With a heavy election calendar in 2022, the government is sure to focus on ‘supporting especially the informal, small scale units and low income sectors’. Priyanka Kishore, Head – India and South East Asia Economics, Oxford Economics, told Financial Express Online, “As was the case last year, the government will try to dampen the impact of fiscal withdrawal on growth by increasing allocation to infrastructure spending. However, this will come at the cost of lower allocation to other sectors.
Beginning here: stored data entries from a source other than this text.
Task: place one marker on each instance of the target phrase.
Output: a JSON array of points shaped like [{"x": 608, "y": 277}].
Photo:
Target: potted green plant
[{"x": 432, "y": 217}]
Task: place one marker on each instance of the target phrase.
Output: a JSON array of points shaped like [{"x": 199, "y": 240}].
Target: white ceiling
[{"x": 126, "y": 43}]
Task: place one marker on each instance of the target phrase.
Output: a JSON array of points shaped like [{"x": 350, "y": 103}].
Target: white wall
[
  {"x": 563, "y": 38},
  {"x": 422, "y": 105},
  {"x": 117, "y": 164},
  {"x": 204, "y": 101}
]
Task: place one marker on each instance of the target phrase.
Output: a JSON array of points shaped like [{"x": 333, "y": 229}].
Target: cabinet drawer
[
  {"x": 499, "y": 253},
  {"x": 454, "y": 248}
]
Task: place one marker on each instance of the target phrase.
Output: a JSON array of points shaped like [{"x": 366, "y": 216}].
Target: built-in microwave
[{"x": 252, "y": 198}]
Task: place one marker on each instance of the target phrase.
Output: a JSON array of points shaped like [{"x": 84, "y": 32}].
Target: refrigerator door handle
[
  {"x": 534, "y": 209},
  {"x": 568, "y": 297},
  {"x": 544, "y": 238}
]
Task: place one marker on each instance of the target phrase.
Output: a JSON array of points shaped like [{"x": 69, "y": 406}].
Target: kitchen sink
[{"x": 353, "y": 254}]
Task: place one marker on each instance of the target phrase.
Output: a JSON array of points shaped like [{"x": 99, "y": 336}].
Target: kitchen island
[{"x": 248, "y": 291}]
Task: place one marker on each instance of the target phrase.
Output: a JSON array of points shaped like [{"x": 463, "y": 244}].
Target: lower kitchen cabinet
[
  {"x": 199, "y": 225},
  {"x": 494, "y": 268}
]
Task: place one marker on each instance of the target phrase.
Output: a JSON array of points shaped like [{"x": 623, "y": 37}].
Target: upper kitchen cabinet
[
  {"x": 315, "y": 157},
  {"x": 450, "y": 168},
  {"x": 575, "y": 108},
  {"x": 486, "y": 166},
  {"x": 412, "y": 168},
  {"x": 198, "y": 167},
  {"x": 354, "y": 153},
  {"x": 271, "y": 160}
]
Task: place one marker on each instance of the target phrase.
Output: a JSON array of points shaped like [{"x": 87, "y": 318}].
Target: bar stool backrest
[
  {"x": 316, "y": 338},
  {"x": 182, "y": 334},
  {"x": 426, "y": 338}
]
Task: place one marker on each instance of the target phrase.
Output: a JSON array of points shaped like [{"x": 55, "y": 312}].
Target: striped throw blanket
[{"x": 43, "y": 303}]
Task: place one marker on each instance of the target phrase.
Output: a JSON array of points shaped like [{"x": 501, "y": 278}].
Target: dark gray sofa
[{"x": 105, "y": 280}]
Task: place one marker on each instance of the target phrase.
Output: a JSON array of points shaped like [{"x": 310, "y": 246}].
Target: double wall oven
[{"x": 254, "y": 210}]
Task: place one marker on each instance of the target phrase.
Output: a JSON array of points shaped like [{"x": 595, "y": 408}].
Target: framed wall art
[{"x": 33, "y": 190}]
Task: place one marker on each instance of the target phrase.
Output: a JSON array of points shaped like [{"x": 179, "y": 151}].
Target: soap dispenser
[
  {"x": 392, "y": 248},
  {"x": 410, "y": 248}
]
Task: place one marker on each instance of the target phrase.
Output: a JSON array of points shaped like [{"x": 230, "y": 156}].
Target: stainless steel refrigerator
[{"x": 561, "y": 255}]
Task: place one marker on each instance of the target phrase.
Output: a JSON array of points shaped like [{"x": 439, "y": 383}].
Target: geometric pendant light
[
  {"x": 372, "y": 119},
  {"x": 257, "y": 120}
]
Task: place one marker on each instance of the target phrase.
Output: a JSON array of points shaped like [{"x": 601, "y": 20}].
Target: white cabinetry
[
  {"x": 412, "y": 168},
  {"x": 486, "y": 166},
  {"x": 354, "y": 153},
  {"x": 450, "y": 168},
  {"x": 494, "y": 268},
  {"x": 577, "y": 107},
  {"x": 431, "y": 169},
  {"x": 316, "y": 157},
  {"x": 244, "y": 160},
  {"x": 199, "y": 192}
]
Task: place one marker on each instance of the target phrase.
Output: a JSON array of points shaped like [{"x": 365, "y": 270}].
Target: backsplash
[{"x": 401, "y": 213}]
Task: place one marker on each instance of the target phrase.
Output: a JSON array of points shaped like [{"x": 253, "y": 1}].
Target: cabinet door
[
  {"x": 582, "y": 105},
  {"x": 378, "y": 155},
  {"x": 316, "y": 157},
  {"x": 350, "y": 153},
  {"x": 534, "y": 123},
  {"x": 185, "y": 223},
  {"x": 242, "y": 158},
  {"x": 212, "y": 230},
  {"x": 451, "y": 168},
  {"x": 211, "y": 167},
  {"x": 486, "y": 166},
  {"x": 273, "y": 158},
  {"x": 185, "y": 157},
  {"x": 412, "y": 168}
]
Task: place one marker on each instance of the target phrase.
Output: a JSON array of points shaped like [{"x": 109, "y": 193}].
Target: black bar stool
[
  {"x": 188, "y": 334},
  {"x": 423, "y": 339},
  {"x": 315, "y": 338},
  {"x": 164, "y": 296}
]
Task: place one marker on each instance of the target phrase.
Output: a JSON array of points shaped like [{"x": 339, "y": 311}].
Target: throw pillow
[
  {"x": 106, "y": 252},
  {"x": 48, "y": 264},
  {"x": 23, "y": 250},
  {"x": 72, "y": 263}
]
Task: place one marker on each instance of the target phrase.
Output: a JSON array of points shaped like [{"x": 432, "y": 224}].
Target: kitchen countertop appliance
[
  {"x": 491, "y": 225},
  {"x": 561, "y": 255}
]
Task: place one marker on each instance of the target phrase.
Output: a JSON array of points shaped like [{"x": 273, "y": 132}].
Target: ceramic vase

While some sops for farmers and other vulnerable sections will likely feature ahead of the upcoming state elections, social sector spending is unlikely to get a boost.”

While kick-starting growth in the ‘era of global slowdown with limited fiscal flexibility is a big challenge that the budget will seek to address’, Deepak Jasani, Head of Retail Research, HDFC Securities, said, “The budget will try to give a boost to a lot of industries. Agri related, infra and construction, capital goods, housing finance, retail, hospitality, textiles, healthcare and efficient manufacturing companies generally could do well.”

According to Aditi Nayar, Chief Economist, ICRA, “Infrastructure, manufacturing and health are likely to be the chief focus areas of this budget. Also, the biggest challenge that the budget will seek to address will be to target spending towards a durable and sustainable growth amidst uncertainty related to the potential impact of any future waves of Covid and a looming rise in global interest rates.”

NR Bhanumurthy, Vice-Chancellor, Ambedkar School of Economics University, felt that the budget could not affect industries majorly since taxing issues are no longer in its purview; nevertheless, ‘the focus could be labour-intensive industries’, he said.